What is the passphrase?

The passphrase (also known as the encryption passphrase) is a critical element of your Private.Ki account. It is not the same as your login password. Instead, this passphrase encrypts your private key and therefore locks your mailbox’s contents. Think of it as the key to a safe that holds all your decrypted emails.

Key points about the passphrase:

  • It is set up when you created your account (unless you chose to skip it). From that moment, all your email data is encrypted with a key derived from this passphrase.

  • Every time you log in (after entering your username and login password), the system will prompt you for the passphrase to unlock your mailbox. Only by providing the correct passphrase can your device decrypt your stored emails and private key. If the passphrase is wrong, you can't access your account.

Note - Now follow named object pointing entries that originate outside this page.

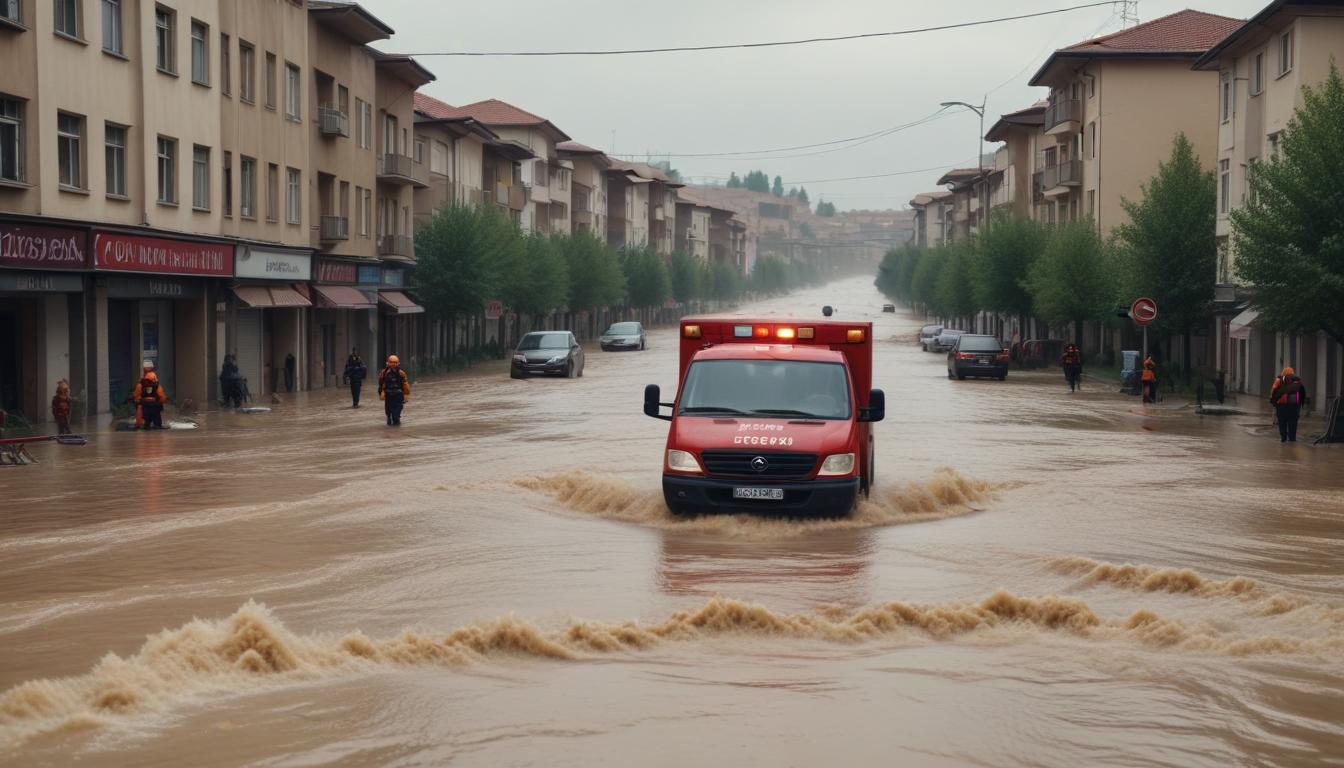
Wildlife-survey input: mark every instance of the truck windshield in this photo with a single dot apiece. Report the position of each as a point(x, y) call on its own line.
point(766, 388)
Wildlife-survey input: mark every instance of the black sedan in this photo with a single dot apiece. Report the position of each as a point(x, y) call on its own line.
point(547, 353)
point(977, 355)
point(622, 336)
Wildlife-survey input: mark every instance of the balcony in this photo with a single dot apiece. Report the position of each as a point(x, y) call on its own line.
point(332, 121)
point(333, 229)
point(1063, 116)
point(1058, 179)
point(399, 170)
point(397, 245)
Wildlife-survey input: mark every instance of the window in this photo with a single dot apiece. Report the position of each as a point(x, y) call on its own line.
point(1225, 184)
point(70, 149)
point(67, 18)
point(167, 170)
point(225, 66)
point(227, 182)
point(199, 53)
point(114, 154)
point(272, 193)
point(293, 98)
point(246, 71)
point(270, 80)
point(247, 203)
point(200, 178)
point(165, 57)
point(11, 139)
point(293, 195)
point(1226, 97)
point(112, 26)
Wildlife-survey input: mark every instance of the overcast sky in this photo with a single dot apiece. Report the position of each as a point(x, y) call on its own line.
point(745, 100)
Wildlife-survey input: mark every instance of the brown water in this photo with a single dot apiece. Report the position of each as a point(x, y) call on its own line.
point(1040, 579)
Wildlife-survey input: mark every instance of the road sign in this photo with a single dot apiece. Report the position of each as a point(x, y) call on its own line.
point(1144, 311)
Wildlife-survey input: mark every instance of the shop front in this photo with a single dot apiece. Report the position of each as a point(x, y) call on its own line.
point(42, 316)
point(344, 318)
point(266, 318)
point(155, 296)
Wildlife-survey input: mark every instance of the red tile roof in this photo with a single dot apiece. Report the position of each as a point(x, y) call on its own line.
point(1183, 31)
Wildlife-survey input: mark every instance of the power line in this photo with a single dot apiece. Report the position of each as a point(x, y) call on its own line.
point(766, 45)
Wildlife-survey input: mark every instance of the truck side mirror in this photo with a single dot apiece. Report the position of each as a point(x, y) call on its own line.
point(652, 406)
point(876, 409)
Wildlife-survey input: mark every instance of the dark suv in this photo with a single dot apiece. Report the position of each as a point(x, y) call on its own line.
point(977, 355)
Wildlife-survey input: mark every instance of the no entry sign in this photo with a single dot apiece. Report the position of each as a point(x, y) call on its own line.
point(1144, 311)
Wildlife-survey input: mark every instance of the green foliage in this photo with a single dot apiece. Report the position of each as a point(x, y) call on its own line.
point(645, 277)
point(1289, 238)
point(594, 272)
point(1168, 246)
point(1004, 257)
point(686, 277)
point(1071, 281)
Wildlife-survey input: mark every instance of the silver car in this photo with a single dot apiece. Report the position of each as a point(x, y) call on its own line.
point(622, 336)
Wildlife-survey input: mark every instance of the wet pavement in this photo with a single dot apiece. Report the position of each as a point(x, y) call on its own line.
point(1040, 577)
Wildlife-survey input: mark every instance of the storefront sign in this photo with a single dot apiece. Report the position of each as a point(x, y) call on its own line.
point(40, 283)
point(161, 256)
point(265, 264)
point(331, 272)
point(153, 288)
point(43, 248)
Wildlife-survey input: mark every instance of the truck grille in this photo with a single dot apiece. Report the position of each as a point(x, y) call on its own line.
point(738, 464)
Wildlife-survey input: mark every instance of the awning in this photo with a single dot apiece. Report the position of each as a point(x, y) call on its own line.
point(398, 303)
point(342, 297)
point(268, 296)
point(1241, 324)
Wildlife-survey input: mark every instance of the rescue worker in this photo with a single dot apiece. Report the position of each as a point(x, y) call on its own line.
point(1286, 396)
point(355, 374)
point(394, 390)
point(1149, 381)
point(149, 400)
point(61, 408)
point(1073, 365)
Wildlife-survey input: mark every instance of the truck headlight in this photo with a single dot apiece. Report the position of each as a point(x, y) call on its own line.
point(683, 462)
point(837, 464)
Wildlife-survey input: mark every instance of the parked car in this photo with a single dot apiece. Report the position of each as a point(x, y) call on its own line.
point(928, 334)
point(945, 340)
point(547, 353)
point(977, 355)
point(622, 336)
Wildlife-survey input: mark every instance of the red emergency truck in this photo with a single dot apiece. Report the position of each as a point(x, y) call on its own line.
point(770, 416)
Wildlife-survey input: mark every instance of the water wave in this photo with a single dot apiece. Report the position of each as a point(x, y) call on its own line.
point(946, 494)
point(252, 650)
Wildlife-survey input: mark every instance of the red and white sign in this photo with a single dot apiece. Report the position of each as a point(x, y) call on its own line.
point(160, 256)
point(1144, 311)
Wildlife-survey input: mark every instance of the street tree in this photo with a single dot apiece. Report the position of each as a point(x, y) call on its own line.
point(1005, 253)
point(1073, 281)
point(1289, 238)
point(1168, 248)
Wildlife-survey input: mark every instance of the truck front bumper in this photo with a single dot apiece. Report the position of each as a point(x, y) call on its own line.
point(688, 494)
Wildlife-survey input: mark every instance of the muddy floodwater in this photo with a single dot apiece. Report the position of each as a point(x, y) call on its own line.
point(1039, 579)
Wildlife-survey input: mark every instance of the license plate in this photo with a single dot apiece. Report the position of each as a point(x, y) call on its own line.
point(766, 494)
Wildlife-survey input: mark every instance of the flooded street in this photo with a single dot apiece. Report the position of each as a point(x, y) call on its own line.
point(1038, 579)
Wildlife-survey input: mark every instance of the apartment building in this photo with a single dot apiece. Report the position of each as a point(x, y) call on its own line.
point(1261, 69)
point(588, 210)
point(1116, 105)
point(170, 209)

  • Why this extra step? Because Private.Ki’s security model ensures that even if someone got into your account, they still couldn’t read your mail without this second secret. It’s an extra wall of defense. It also means Private.Ki’s servers never see your actual email content unencrypted – the passphrase never leaves your device, so we can’t decrypt your data on the server side.

  • You can change your passphrase at any time (see Changing Your Passphrase). To do so, you must know the current passphrase (so that you can decrypt your data and re-encrypt it with a new passphrase).

  • If you skipped setting a passphrase: In that case, the system set up an "internal passphrase" which is derived from your password to protect your data. You won’t be prompted for a passphrase on login because you chose not to have that separate lock. This is more convenient but somewhat less secure (one fewer secret for an attacker to overcome). If you want to add a passphrase later, you can do so in settings (it will then encrypt your keys with the new passphrase).

  • It’s zero-knowledge: Private.Ki does not store your passphrase on the server. We can’t reset it for you if you forget it. It’s only used locally (on your device) to decrypt your keys. This is intentional; it ensures only you can unlock your data. But it also means don’t forget it! If you do, we have no technical way to recover your existing encrypted emails.

  • How to manage it safely: Make it strong (long and unique), don’t share it, and consider using a password manager to keep track of it if it’s too complex to memorize. You might have chosen a passphrase distinct from your login password – that’s good practice. If you use a phrase, ensure it’s not something easily guessable or associated with you. Treat it with the same level of secrecy as you would the key to your house, because it effectively is the key to your private communications vault.